Colombian President Iván Duque compared Venezuelan president Nicolás Maduro in dispute with Serbian war criminal Slobodan Milosevic while embarking on a diplomatic offensive to corner the socialist leader, and warned him that it would be a “stupid” mistake to make any aggression against his United States-backed neighbor.
Duke spoke with The Associated Press on Saturday before traveling to New York, where he is expected to denounce Maduro before the United Nations General Assembly as an abusive autocrat who is not only responsible for the humanitarian crisis in his country, but also a threat to regional stability for housing Colombian rebels.
“The brutality of Nicolás Maduro is comparable to that of Slobodan Milosevic,” said Duque, who urged the International Criminal Court to investigate the president in a Venezuelan dispute over human rights abuses. “Must end”.
The Colombian president avoided ruling out a military attack against the Marxist rebels who, he says, hide in Venezuelan territory. However, he said that any aggression by the Venezuelan armed forces would provoke an immediate regional reaction that could include more sanctions and diplomatic measures.
“If they consider doing something so stupid, they know what the consequences will be,” Duque said.
Duque has intensified the pressure against Maduro in recent weeks after a small group of dissident leftist rebels decided to break with Colombia’s historic peace process and regain arms against the State, arguing that the government betrayed the agreement it intended to put end just over five decades of bloodshed.
The Colombian ruler plans to accuse Maduro of violating a UN Security Council resolution passed after the terrorist attacks of September 11, 2001 by offering refuge to the rebels.
The president in Venezuelan dispute, who faces a serious crisis, has repeatedly rejected those accusations. Although Maduro will not personally attend this year’s United Nations General Assembly, his delegates claim that they will raise similar charges against Duke, who will be accused of not taking action against illegal armed groups that plan attacks against the Venezuelan government from Colombia.

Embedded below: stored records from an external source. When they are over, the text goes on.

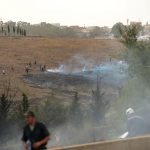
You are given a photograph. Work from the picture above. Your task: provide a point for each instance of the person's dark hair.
(29, 114)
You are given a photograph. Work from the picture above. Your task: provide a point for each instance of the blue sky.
(76, 12)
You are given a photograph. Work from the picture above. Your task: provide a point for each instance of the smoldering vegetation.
(89, 107)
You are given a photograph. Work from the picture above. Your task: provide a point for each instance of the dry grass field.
(16, 53)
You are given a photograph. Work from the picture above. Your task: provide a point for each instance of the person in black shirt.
(35, 134)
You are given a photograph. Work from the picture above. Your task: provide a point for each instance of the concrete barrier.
(138, 143)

“The Colombian oligarchy wants to prepare the ground to undertake an armed aggression against Venezuela,” said recently the Venezuelan Minister of Communication and Information, Jorge Rodríguez.
Growing tensions along the border can have dangerous and wide-ranging geopolitical consequences.
At the request of the United States, the allies of the hemisphere recently dusted off a reciprocal assistance treaty dating back to the Cold War and which provides for the 19 signatory countries to help each other in the event of a foreign threat.
Foreign ministers from most of the nations that signed the Rio Treaty of 1947 are scheduled to meet on Monday to discuss the adoption of multilateral sanctions. Although the agreement allows a joint military response, Duque insisted that it is not the favorite procedure and that under no circumstances should Colombian forces be provoked.
“It is important that at the United Nations, Duque has that forum to present the evidence on the activity of Colombian armed groups in Venezuela, and it is also an opportunity to measure the views of world leaders to further intensify the pressure against Venezuela,” commented Adam Isacson, defense analyst at the Office on Latin America in Washington.
“However, due to the opposition of Russia, China and others, it will be impossible to reach the necessary consensus to treat Venezuela, according to the UN Charter, as a threat to peace and security,” said Isacson.
The crisis in Venezuela also affects the budgets of various South American countries after four million people have fled an economic crisis worse than the Great Depression of the United States. This large-scale migration of Venezuelans takes place at a time when Colombia, which has received the majority of these migrants, faces problems due to an increase in coca production and the execution of a controversial and fragile peace agreement concluded with the Revolutionary Armed Forces of Colombia (FARC).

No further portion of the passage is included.